Alas, when I was handed a bizarre medical diagnosis last year, I was forced to re-examine my already lean diet and fairly rigorous exercise routine. My only option for avoiding another outbreak of gout was to make more cuts — a phrase that the U.S. economy is all to familiar with these days.
For about a day, I felt bewildered, frustrated, confused that I had been diagnosed with a chronic issue that is most prominent in obese older men (though it’s growing in lower socio-economic group, as the level of obesity rises.) Then, I saw opportunity. I cut out drinking. I cut back on breads and sweets. I got stronger, leaner, happier, more confident.

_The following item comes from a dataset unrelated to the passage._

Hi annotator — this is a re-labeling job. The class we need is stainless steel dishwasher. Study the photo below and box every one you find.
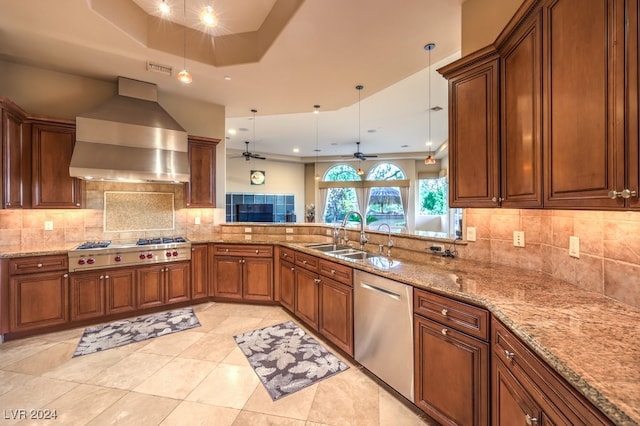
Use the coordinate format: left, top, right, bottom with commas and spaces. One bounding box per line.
353, 270, 413, 402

I’ve learned to make life choices based on what’s best for me, and I try not to worry about what others have. It’s not easy. Society pushes us to want, to think we need the most tantalizing food and the best gadgets and the newest clothes. Once I had mentally given myself a medical excuse to pass on the loaded fries that I didn’t really want, even though they were ordered for the table, or ordered a diet root beer in lieu of the pitcher of beer everyone was chipping in on, I felt oddly liberated. I had freed myself from the shackles of what I thought society — friends, family, colleagues, acquaintances — expected me to do, or be. And I started listening to me.
My meat-loving Future Husband could not be more supportive of my lifestyle change. We find restaurants that accommodate both of our diets, which has been increasingly easy to do as vegetarians become more mainstream. We were told it’s not an option, but a necessity, to include a vegetarian option on the wedding menu, which I love. We’re learning to cook vegetarian meals together — he cooked me two amazing dishes on Labor Day — and he’s even trying out more vegetarian options rather than defaulted to meat-based meals when I’m not around. Now that’s love.
I already have a 10K behind me and I’m gearing up for the George Eastman House Photo Finish 5K to support NextGen Rochester, an awesome group of Rochester young professionals who provide grant money for local nonprofits. (Well now that I’ve mentioned it, I might as well link to my fundraising page, right? *Wink wink, nudge nudge.*) I love that what with an active lifestyle (trust me, I hate that phrase too, but I’ll concede to it for description’s sake), I can sign up for things like charity 5K races without giving it much forethought or putting much extra training into it. It’s a good point in life to be at, and I hope I can manage to stick with it. (Take note, future self.)
And so, I can’t think of a more appropriate ending to this post than to leave you with the famous (and probably over-quoted, but appropriate nonetheless) words of the Rolling Stones, “You can’t always get what you want, but if you try sometimes, you just might find, you get what you need…Aw, yeah.”